Fox News sparked outrage after sharing on air a Photoshopped image of the magistrate judge who signed off on the FBI search warrant for former Republican President Donald Trump's Mar-a-Lago residence—despite the photo coming from a known meme account.
The image shows U.S. Magistrate Judge Bruce Reinhart getting his feet rubbed on a private jet by Ghislaine Maxwell, the convicted sex trafficker who sourced victims for convicted sex offender Jeffrey Epstein and to whom Trump has well-documented connections.
The image is obviously fake, but Fox News' Brian Kilmeade, filling in for Tucker Carlson, decided to run the image anyway without explanation, likely contributing to the wave of antisemitic harassment and death threats Reinhart has received in recent days.
See the segment below.
The image is not only fake, but it is a manipulation of an image of Epstein himself as many on Twitter pointed out.

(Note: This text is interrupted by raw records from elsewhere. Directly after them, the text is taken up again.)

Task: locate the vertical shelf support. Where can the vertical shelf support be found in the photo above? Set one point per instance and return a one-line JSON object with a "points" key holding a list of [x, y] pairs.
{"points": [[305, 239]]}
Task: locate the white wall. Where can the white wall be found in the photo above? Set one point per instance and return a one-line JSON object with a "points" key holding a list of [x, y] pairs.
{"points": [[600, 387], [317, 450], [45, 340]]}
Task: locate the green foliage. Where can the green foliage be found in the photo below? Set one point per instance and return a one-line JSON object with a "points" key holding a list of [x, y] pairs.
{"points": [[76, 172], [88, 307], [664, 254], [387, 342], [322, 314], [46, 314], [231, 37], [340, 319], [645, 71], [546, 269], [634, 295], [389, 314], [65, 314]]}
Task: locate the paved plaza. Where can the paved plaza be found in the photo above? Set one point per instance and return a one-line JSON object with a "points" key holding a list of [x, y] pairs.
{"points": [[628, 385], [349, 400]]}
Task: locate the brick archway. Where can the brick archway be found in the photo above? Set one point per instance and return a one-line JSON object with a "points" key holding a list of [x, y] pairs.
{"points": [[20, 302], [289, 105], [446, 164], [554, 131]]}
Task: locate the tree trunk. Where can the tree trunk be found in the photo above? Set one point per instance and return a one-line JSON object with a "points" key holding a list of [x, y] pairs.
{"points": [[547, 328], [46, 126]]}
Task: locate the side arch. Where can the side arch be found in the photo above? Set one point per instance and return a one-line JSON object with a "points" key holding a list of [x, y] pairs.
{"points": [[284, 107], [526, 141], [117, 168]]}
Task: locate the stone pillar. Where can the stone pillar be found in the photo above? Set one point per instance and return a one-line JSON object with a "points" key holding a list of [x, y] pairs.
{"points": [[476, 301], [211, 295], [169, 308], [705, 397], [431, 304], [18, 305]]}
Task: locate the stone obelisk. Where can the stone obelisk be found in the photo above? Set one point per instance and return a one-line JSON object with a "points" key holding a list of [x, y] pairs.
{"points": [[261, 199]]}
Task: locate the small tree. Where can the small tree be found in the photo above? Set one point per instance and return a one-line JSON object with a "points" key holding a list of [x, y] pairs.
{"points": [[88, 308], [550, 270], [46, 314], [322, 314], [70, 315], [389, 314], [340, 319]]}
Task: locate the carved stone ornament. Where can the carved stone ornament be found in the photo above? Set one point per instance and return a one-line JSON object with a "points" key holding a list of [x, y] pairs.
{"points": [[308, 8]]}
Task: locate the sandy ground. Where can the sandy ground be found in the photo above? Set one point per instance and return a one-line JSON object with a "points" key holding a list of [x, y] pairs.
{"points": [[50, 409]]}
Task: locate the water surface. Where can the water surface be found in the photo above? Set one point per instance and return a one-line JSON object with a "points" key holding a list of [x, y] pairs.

Not only is the image obviously fake, but it was even credited to the meme account during Kilmeade's report.
The image is an extension of attacks Trump supporters have leveled at Reinhart's past position on the prosecution team against Epstein. Reinhart subsequently switched sides, quitting his job at the US Attorney's Office to defend several of Epstein's employees.
He was subsequently sued by several of Epstein's accusers for allegedly sharing information with Epstein's defense.
There certainly seems to be plenty of reasons to criticize Reinhart where the Epstein case is concerned, but missing as always from Trump's supporters attacks is the fact Trump himself is implicated in Epstein's actual crimes.
And Kilmeade's propagating of the fake image comes as Reinhart faced days of targeted antisemitic harassment and death threats since the details of the FBI warrant were released bearing his name.
The harassment included threats against his children and the posting of his family members' names, his home address and phone number in far-right, pro-Trump internet forums.
The synagogue Reinhart attends has also been targeted by antisemitic threats.
On Twitter, people decried the irresponsibility in sharing the image.
Kilmeade has since clarified the image was fake and shared "in jest."